I have been struggling with this combinatorial problem (inspired from a competitive programming problem). The statement is:
John wants to eat a piece of fruit every day for the next $N$ days. More precisely, every day, he will eat exactly one of the following: an apple, an orange, a banana or a rambutan.
He believes that a healthy nutrition is based on variety, so among the $N$ pieces of fruit he will eat, there need to be:
at least $A$ apples
at least $B$ bananas
at least $O$ oranges
at least $R$ rambutan
He wonders how many different meal plans exist that will satisfy those criteria. Two meal plans are different if there exists an integer $i$ with $1 \leq i \leq N$ such that the two meal plans prescribe a different piece of fruit on the $i$-th day.
So far I could only come up with the following solution (which over counts try it with $N$ = 3, $O$ = 2, the rest being zero):
$$Answer =\binom{N}{R} \cdot \binom{N - R}{ O} \cdot \binom{N - R - O}{A} \cdot \binom{N - R - O - A}{B} \cdot 4^K $$ where $k = N - (R+A+O+B)$
however this gives 12 instead of 10 for the mentioned test case.
The reason that you're over-counting is that you are making some fruits special. For example, you've specified $A$ of the apples to be special by placing them down first, but the $4^k$ term may also contain apples.

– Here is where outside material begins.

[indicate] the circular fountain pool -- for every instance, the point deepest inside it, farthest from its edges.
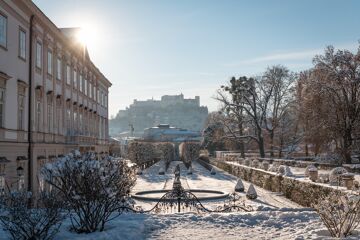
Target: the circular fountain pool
(201, 194)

To fix this, you need to case on exactly how many of each fruit there are. First, we can realize that if, say, $n_A$ apples are included, $n_B$ bananas, etc., then $n_A+n_B+n_O+n_R=N$ and the total number of meal plans using these numbers is $$ {N\choose n_A,n_B,n_O,n_R}={N\choose n_A}{N-n_A\choose n_B}{N-n_A-n_B\choose n_O}{N-n_A-n_B-n_O\choose n_R}. $$ Now, since $n_A\geq A$, etc., we can compute the total number of meal plans through the sum $$ \sum_{k_A+k_B+k_O+k_R=k:\ k_*\geq 0}{N\choose A+k_A,B+k_B,O+k_O,R+k_R}, $$ where $k=N-(A+B+O+R)$.